Onyxis provoked by O. canadensis is rarely accompanied by intertrigo
(unlike in that due to dermatophytes), but when present, intertrigo is
dry, non-inflammatory and without cracking in the interdigital region.
A nail, when infected by O. canadensis, is globally attacked,
and can include all of the nails. The infection originates on the distal
part of the nail and is able to spread to the matrix. The nail then becames
yellow-white, very fragile and scaled. The bed of the nail turns into
a white powder. The colour change is discrete with no increase in separation
between the healthy and the unhealthy nail area, as in dermatophyte infections.

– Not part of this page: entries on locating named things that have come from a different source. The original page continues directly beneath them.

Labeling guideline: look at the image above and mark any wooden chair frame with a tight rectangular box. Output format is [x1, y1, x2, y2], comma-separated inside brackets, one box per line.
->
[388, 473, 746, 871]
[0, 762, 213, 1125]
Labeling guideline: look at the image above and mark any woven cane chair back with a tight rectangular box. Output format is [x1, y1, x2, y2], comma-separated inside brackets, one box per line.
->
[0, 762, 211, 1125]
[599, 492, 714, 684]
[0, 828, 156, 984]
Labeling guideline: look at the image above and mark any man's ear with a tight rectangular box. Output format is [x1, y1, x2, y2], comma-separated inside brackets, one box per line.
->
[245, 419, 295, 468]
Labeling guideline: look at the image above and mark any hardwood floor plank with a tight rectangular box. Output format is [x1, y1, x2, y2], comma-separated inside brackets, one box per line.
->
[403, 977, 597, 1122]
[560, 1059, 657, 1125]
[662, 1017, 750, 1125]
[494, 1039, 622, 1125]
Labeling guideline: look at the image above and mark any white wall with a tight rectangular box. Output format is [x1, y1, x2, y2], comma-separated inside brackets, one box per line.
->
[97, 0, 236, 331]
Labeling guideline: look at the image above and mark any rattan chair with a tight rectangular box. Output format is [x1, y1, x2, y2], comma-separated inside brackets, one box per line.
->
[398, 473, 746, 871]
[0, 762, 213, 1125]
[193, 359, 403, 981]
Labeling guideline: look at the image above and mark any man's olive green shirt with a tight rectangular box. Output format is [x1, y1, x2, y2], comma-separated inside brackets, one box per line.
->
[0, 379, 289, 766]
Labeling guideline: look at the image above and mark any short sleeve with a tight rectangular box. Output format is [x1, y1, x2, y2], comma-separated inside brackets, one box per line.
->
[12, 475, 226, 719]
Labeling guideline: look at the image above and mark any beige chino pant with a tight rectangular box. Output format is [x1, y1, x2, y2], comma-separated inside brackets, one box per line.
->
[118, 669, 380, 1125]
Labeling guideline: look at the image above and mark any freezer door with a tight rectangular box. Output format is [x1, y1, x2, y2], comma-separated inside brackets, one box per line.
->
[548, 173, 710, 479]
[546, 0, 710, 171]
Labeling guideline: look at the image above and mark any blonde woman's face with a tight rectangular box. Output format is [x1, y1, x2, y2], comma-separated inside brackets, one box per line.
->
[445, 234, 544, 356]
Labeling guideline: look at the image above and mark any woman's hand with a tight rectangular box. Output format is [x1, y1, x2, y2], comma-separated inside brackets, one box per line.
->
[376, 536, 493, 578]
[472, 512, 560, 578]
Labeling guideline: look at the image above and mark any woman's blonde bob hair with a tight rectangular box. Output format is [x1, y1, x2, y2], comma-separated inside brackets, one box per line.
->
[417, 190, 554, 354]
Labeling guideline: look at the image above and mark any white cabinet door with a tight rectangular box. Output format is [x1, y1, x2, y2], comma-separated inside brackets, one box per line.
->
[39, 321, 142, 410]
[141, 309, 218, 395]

Throughout, no perionyxis is observable.
According to our in vitro studies, terbinafine and amorolfine
were efficacious. In another study, Onychocola canadensis was found
to be sensitive in vivo to griseofulvin (six months after treatment
there was an improvement, but therapy was discontinued after 6 months
because of gastrointestinal distress) [3]. We did not observe this sensitivity
to griseofulvin in vitro (Table
I). Treatment of this onychomycosis occurring in elderly patients,
often excessively medicated, should be applied locally.

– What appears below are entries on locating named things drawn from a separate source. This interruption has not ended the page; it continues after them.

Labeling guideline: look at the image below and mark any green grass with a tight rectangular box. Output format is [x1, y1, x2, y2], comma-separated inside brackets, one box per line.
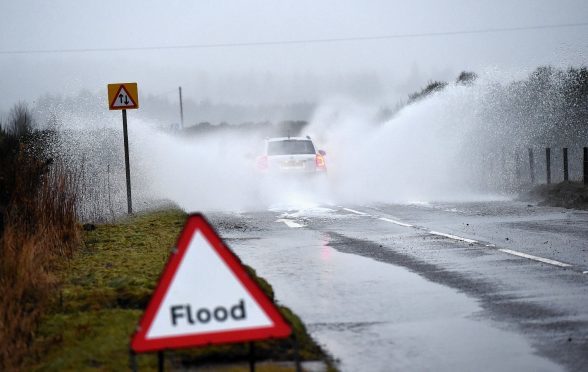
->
[29, 210, 326, 371]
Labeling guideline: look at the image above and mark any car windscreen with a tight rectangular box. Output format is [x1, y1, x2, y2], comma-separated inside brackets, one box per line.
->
[267, 140, 316, 155]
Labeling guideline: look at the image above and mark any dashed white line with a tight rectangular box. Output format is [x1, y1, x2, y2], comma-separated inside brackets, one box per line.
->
[276, 218, 304, 228]
[336, 206, 588, 274]
[343, 208, 369, 216]
[380, 217, 413, 227]
[498, 248, 572, 267]
[429, 230, 478, 244]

Nail varnish containing an antifungal agent (cyclopirox, amorolfine)
could be administered, but the patient would probably need the assistance
of someone in order to properly apply the treatment. In cases of onychomycosis,
long term and widespread terbinafine treatment which, in vitro,
has good antifungal action on O. canadensis, could be prescribed
in a sequential manner. Itraconazole could also be prescribed because
of its excellent penetrating qualities in nail keratin. Nevertheless itraconazole,
has not yet been authorized in France for treatment of this condition.
CONCLUSION
The onychomycosis due to Onychocola canadensis can be suspected
in elderly patients with arteriovenous problems, associated with leg ulcers.
Toenails are yellowish, friable, thickened, with subungual powder. The
mycological diagnosis is based on the presence of small spores found by
direct examination associated with fine filaments. Isolating Onychocola
canadensis in culture is possible if it is kept in tubes for 4 weeks
and reseeded later in a weak culture medium.
Three strains were deposited in the Institut Pasteur Microfungus collection
service. Patient G.G., IP 2305-95; patient A.C., IP 2307-95 ; patient
M.H., IP 2306-95.
Acknowledgements
We would like to thank Dr. A.J. Woodgyer (New Zealand) who gave us one
of his strains and Dr. H. Koenig who identified the first strain. We gratefully
acknowledge the Laboratories P. Fabre, Sanofi Winthrop, Sandoz and Roche
which gave us the antifungal products. Thanks are also due to Annette
Tary for the expert secretarial assistance and Emily Porter for the translation.